In short: Strike rate is runs per 100 balls, economy is runs conceded per over, and averages divide runs (or runs conceded) by dismissals (or wickets). CricketLogic encodes all of these as GROUP BY aggregations over the deliveries table in its batting_performance and bowling_performance views.

The core idea: everything is a GROUP BY on deliveries

A cricket stat is just an aggregation over balls. If you have one row per delivery — with the batter, bowler, runs and any wicket — then every classic metric falls out of a GROUP BY. CricketLogic ships two views that do exactly this so you never re-derive them.

How is batting strike rate computed?

Strike rate is runs scored per 100 balls faced. The batting_performance view groups deliveries by batter (and team, match_type, competition, gender) and computes:

SELECT
  batsman,
  team,
  COUNT(*)                              AS balls_faced,
  SUM(runs_batsman)                     AS runs_scored,
  (SUM(runs_batsman) * 100.0) / COUNT(*) AS strike_rate
FROM deliveries d
JOIN innings i ON d.inning_id = i.inning_id
JOIN matches m ON i.match_id = m.match_id
GROUP BY batsman, team;

Boundaries and dismissals come from the same scan:

  • fours / sixes — counted from runs_total.
  • dismissals — a wicket that is not a run out (run outs are not credited to the batter’s dismissal count for average purposes).
  • batting average — runs divided by dismissals (falling back to runs when a batter was never dismissed).

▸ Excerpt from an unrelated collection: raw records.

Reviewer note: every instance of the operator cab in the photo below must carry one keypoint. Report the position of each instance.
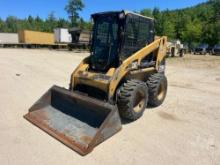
(116, 36)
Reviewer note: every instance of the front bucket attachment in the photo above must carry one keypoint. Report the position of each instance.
(78, 121)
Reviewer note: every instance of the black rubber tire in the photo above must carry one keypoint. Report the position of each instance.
(126, 99)
(155, 83)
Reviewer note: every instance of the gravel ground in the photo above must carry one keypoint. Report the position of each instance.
(184, 130)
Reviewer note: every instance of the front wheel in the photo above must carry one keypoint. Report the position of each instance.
(132, 98)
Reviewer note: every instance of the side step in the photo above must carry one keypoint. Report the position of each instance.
(80, 122)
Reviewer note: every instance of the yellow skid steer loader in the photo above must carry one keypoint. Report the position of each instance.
(124, 73)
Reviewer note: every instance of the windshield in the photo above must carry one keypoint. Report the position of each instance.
(105, 41)
(217, 46)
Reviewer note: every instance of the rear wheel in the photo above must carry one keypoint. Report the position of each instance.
(132, 99)
(157, 84)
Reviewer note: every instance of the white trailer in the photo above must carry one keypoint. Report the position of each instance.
(62, 35)
(8, 38)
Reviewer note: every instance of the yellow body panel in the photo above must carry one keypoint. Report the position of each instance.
(108, 82)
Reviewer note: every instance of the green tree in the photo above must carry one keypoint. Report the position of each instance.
(72, 8)
(146, 12)
(193, 32)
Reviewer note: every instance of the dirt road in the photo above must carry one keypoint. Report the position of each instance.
(185, 130)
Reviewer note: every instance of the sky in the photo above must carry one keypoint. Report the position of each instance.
(24, 8)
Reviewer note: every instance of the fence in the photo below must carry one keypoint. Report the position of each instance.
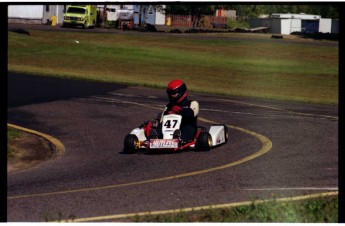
(187, 20)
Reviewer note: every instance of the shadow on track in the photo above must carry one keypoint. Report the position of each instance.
(24, 89)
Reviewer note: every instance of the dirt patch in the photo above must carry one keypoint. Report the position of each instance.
(29, 150)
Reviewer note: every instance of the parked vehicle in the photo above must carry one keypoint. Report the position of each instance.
(80, 15)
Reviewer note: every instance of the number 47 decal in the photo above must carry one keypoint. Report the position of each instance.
(168, 124)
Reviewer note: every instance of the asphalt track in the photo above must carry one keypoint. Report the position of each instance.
(276, 149)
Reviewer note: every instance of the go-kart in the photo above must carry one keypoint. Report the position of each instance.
(166, 135)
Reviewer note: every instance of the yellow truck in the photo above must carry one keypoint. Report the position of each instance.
(80, 15)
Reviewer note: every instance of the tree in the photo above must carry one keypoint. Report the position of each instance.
(196, 11)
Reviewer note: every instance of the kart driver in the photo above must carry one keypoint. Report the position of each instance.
(179, 104)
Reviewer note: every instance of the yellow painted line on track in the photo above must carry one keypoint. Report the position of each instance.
(266, 146)
(192, 209)
(58, 146)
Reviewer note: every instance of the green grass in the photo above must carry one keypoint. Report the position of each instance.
(243, 67)
(319, 210)
(12, 134)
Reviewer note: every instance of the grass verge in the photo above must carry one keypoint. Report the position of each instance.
(253, 67)
(316, 210)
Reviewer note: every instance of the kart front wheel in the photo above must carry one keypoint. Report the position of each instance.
(131, 143)
(204, 142)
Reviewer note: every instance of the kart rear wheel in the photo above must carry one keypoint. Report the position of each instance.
(204, 142)
(226, 133)
(131, 143)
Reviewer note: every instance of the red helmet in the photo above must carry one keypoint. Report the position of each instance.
(177, 91)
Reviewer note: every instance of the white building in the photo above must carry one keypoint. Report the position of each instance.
(289, 23)
(35, 14)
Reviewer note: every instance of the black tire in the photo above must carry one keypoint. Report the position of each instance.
(131, 143)
(204, 142)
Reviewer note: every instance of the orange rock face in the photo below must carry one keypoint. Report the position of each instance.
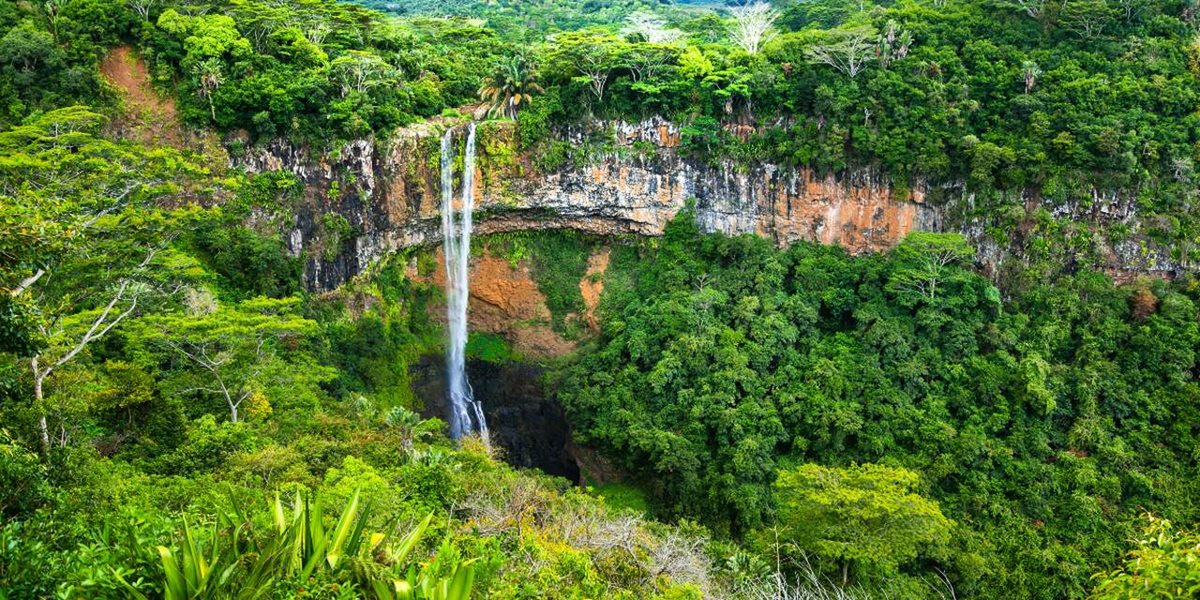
(504, 300)
(390, 193)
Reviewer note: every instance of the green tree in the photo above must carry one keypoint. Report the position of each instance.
(91, 226)
(864, 514)
(1165, 564)
(510, 87)
(234, 351)
(929, 262)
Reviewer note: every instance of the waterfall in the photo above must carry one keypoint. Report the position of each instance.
(466, 414)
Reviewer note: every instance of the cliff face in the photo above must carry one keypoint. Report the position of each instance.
(389, 193)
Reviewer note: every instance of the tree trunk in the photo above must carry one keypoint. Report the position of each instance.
(39, 395)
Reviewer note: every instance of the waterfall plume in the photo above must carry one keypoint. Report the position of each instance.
(466, 414)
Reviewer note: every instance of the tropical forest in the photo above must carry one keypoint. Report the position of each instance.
(599, 299)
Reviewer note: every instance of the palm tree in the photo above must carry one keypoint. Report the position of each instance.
(509, 88)
(210, 77)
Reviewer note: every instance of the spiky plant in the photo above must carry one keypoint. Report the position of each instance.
(233, 562)
(510, 88)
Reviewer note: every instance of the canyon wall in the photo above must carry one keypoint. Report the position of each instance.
(388, 192)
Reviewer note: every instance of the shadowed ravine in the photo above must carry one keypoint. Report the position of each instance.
(528, 424)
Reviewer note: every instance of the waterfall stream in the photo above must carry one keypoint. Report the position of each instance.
(466, 414)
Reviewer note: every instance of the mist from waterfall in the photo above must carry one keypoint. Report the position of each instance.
(466, 414)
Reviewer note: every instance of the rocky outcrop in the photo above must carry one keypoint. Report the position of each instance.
(388, 191)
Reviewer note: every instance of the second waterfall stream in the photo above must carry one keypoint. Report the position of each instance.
(466, 414)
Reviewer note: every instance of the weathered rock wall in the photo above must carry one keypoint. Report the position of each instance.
(389, 193)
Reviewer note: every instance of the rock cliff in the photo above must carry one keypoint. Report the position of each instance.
(634, 184)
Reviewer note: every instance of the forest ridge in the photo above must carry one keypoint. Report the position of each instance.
(180, 418)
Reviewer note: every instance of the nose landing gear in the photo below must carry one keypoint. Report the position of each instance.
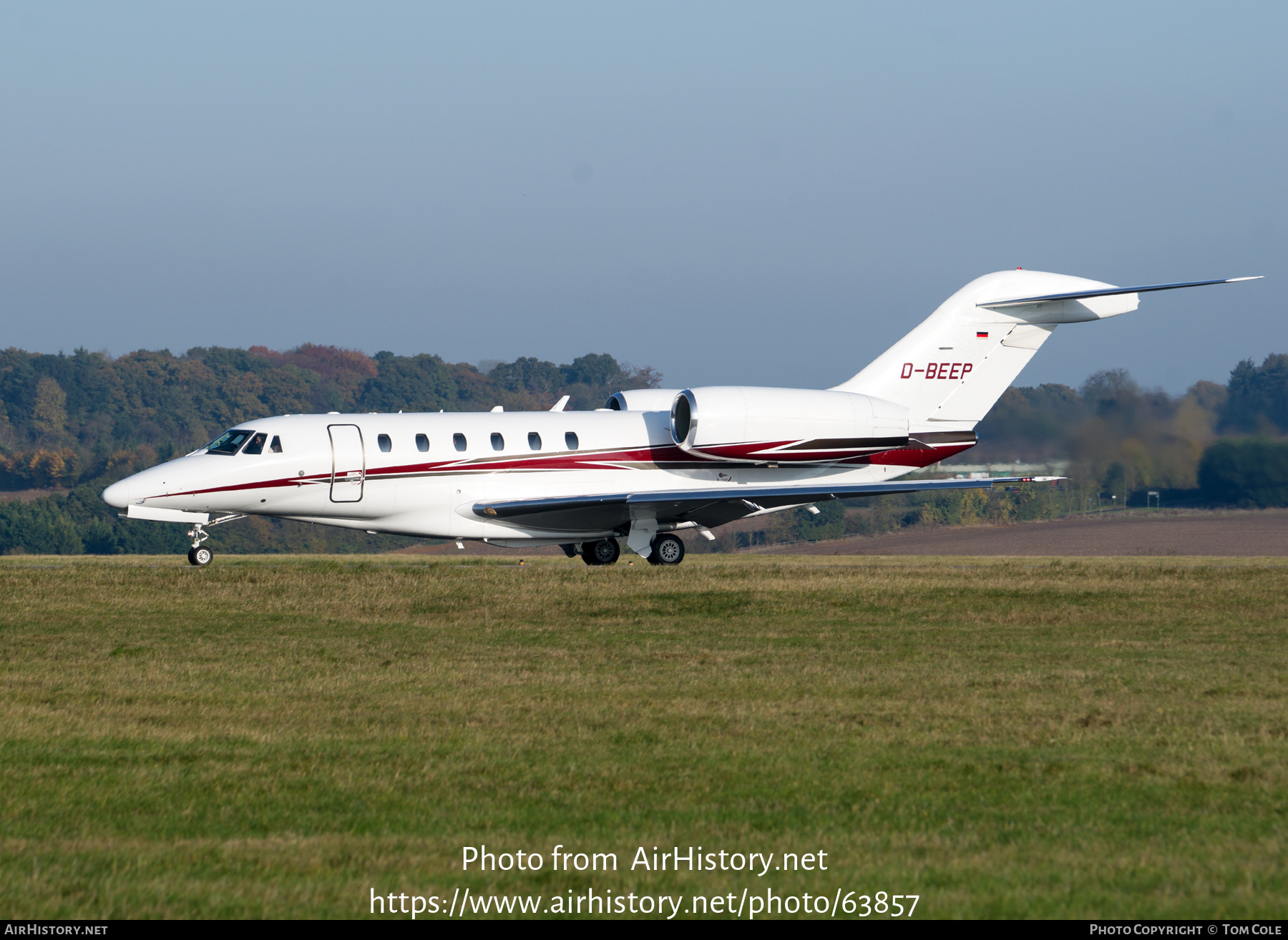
(199, 554)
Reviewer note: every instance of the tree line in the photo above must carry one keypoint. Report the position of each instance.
(1125, 441)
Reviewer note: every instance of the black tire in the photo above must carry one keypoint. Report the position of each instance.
(605, 552)
(668, 550)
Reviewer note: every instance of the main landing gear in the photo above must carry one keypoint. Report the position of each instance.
(663, 550)
(668, 550)
(605, 552)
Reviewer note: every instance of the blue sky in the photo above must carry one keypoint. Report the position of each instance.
(743, 193)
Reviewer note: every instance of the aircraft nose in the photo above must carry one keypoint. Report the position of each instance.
(117, 495)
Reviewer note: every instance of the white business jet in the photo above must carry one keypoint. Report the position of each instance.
(650, 464)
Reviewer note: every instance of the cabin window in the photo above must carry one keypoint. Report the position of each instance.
(228, 442)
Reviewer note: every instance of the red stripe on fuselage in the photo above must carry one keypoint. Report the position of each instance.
(665, 457)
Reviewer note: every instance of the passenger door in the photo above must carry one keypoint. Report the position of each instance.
(348, 464)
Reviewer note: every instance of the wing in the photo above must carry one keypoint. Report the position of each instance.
(702, 506)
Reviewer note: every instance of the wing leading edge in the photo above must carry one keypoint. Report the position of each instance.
(705, 508)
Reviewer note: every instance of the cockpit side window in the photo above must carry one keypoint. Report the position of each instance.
(230, 442)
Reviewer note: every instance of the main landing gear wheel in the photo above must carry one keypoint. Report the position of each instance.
(602, 553)
(668, 550)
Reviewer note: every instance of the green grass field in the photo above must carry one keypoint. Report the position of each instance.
(276, 737)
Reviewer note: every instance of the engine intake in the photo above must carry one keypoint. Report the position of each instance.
(737, 423)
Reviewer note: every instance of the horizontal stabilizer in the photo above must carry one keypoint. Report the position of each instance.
(1109, 293)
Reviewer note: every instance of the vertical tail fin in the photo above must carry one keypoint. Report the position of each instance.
(951, 370)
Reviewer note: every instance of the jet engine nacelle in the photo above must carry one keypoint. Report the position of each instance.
(642, 399)
(742, 424)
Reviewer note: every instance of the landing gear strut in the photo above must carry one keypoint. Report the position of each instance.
(602, 553)
(199, 554)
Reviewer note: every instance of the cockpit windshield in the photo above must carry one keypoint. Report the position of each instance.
(230, 442)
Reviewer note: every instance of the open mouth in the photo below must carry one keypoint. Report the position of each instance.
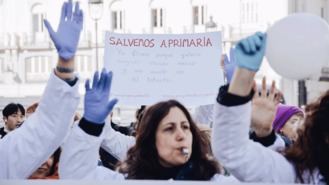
(185, 151)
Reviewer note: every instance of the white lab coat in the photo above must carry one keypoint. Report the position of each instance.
(80, 155)
(25, 149)
(249, 161)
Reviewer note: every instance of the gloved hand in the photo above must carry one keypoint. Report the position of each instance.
(229, 66)
(68, 33)
(97, 104)
(249, 52)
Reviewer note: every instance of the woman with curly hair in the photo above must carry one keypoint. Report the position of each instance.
(169, 145)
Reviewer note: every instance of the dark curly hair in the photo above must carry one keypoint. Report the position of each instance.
(311, 150)
(142, 159)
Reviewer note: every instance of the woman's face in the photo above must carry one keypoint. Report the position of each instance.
(43, 170)
(291, 127)
(173, 135)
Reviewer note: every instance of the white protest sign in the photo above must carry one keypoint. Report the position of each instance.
(150, 68)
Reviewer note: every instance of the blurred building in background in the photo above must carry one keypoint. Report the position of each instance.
(27, 54)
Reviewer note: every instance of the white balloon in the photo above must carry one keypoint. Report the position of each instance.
(298, 46)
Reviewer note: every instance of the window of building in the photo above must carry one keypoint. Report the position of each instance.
(117, 20)
(157, 17)
(198, 15)
(2, 65)
(249, 12)
(117, 15)
(38, 15)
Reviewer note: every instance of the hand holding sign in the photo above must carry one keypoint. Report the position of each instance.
(298, 46)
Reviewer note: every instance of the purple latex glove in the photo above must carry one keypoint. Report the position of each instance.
(229, 66)
(66, 38)
(97, 105)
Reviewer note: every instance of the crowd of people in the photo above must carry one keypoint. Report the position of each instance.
(249, 135)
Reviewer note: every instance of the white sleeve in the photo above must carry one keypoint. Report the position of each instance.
(248, 161)
(115, 143)
(79, 158)
(25, 149)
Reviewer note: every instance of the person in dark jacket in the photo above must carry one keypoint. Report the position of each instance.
(13, 116)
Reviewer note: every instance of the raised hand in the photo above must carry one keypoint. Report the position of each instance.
(96, 103)
(249, 52)
(66, 38)
(264, 105)
(229, 66)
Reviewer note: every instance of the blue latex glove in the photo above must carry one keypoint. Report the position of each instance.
(68, 33)
(249, 52)
(229, 66)
(97, 104)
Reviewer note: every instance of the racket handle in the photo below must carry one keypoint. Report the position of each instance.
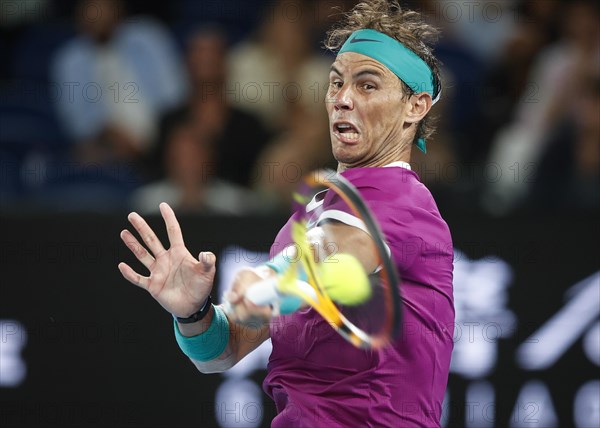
(265, 292)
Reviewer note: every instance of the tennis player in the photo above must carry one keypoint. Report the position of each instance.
(381, 88)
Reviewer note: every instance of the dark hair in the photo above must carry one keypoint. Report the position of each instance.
(406, 26)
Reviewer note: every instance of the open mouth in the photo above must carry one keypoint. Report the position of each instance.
(346, 132)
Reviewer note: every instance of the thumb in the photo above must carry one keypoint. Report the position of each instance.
(207, 259)
(233, 297)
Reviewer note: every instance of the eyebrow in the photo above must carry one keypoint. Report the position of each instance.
(368, 71)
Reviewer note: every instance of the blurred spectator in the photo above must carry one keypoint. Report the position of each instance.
(238, 136)
(116, 77)
(558, 74)
(304, 146)
(190, 184)
(279, 65)
(568, 176)
(507, 81)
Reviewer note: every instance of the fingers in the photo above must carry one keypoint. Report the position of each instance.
(173, 228)
(134, 277)
(146, 233)
(138, 250)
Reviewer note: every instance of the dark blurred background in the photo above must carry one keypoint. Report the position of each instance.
(217, 107)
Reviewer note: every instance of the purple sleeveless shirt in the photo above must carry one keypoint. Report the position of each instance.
(317, 379)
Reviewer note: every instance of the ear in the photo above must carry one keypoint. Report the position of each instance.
(418, 107)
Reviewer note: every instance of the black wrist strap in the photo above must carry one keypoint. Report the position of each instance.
(198, 315)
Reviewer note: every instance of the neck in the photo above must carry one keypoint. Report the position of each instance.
(401, 155)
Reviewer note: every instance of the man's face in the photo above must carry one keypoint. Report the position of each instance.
(366, 111)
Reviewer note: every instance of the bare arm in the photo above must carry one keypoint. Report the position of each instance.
(180, 283)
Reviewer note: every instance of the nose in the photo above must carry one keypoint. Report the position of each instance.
(343, 99)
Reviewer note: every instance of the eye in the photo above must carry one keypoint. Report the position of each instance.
(337, 84)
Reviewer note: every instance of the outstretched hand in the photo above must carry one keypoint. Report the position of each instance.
(178, 281)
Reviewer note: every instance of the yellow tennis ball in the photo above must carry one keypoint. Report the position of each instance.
(344, 280)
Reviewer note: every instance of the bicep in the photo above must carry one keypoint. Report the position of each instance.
(342, 238)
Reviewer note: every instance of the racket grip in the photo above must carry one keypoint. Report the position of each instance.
(265, 292)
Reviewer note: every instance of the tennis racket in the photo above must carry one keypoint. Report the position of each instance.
(325, 277)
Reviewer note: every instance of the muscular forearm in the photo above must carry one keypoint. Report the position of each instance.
(238, 344)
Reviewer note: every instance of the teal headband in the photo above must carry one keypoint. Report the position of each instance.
(400, 60)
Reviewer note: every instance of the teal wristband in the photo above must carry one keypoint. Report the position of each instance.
(209, 344)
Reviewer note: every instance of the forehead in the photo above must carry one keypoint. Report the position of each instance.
(350, 63)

You query the finished view directly:

SELECT batsman, team, runs_scored, strike_rate, sixes
FROM batting_performance
WHERE match_type = 'T20' AND balls_faced >= 300
ORDER BY strike_rate DESC
LIMIT 10;

How is bowling economy computed?

Economy rate is runs conceded per over (six balls). The bowling_performance view mirrors the batting one, keyed on the bowler:

SELECT
  bowler,
  COUNT(*)                          AS balls_bowled,
  SUM(runs_total)                   AS runs_conceded,
  (SUM(runs_total) * 6.0) / COUNT(*) AS economy_rate
FROM deliveries
GROUP BY bowler;

Wickets are counted only for dismissal kinds credited to the bowler — bowled, caught, lbw, stumped and hit wicket — which then drive:

  • bowling average — runs conceded per wicket.
  • bowling strike rate — balls bowled per wicket.
SELECT bowler, team, wickets_taken, economy_rate, bowling_strike_rate
FROM bowling_performance
WHERE match_type = 'T20' AND balls_bowled >= 300
ORDER BY economy_rate ASC
LIMIT 10;

Why always filter by match_type, competition and gender

Aggregating T20, ODI and Test balls together produces meaningless numbers — a Test strike rate and a T20 strike rate describe different games. The predefined views group by match_type, competition and gender, so a single batter appears as separate rows per format. Always filter on those dimensions in your WHERE clause.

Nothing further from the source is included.